Kwara governor approves N282m for nutrition, primary healthcare

By Valentine Amanze

Kwara State Governor AbdulRahman AbdulRazaq has approved immediate payment of at least N282 million in counterpart funding to deepen access to primary healthcare, health insurance and nutrition for under-three children in the state, according to a statement on Tuesday.

AbdulRazaq, through his Chief Press Secretary, Rafiu Ajakaye, explained that the N282 million includes N100 million counterpart funds for Basic Healthcare Provision Funds (BHPV); N50 million for Accelerating Nutrition Results in Nigeria (ANRIN); and another N82 million to access global grants for malaria.
According to the governor, the release of the counterpart funds for BHPV would grant Kwara State access to the World Bank/Federal Government’s grant to cater for health needs of pregnant and nursing women and children.
His words:

“Access to such funds will help combat maternal mortality rate and other basic health challenges related to women and children.
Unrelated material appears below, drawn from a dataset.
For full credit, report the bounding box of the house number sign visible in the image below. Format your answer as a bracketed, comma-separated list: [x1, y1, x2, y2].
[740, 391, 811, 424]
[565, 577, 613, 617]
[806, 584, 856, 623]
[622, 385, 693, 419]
Apart from this, the funds will help to fix facilities for primary health care and reduce the pressure on secondary and tertiary health institutions.”

The governor explained that the counterpart funds for ANRIN would grant the state access to donor funds to boost nutrition needs of children, “in what is a practical step to end the menace of stunting and wasting among young children.”

UNICEF had said that stunted/wasted children --all of them victims of malnutrition -- are at risk of early death or becoming liabilities to the society as they are unable to cope in school or contribute to economic growth.

“Experts have decried malnutrition rate among children in the North Central, where Kwara falls. Because these children are so key to the bright future that this government envisions for Kwara, it is important to urgently key into any initiative that would boost their nutrition and give them a brighter chance at life,” the governor said.
He also said, “The N82 million counterpart funding for malaria is to ensure that Kwara also benefits from Global Funds set aside by donor agencies to combat malaria.”
AbdulRazaq’s release of the counterpart funding for healthcare late Monday came almost simultaneously with the payment of the N450m Universal Basic Education Commission (UBEC) which the agency insisted was diverted by the last administration. That diversion had led to the blacklisting of the state from the funds meant to boost access to primary health care, according to UBEC officials.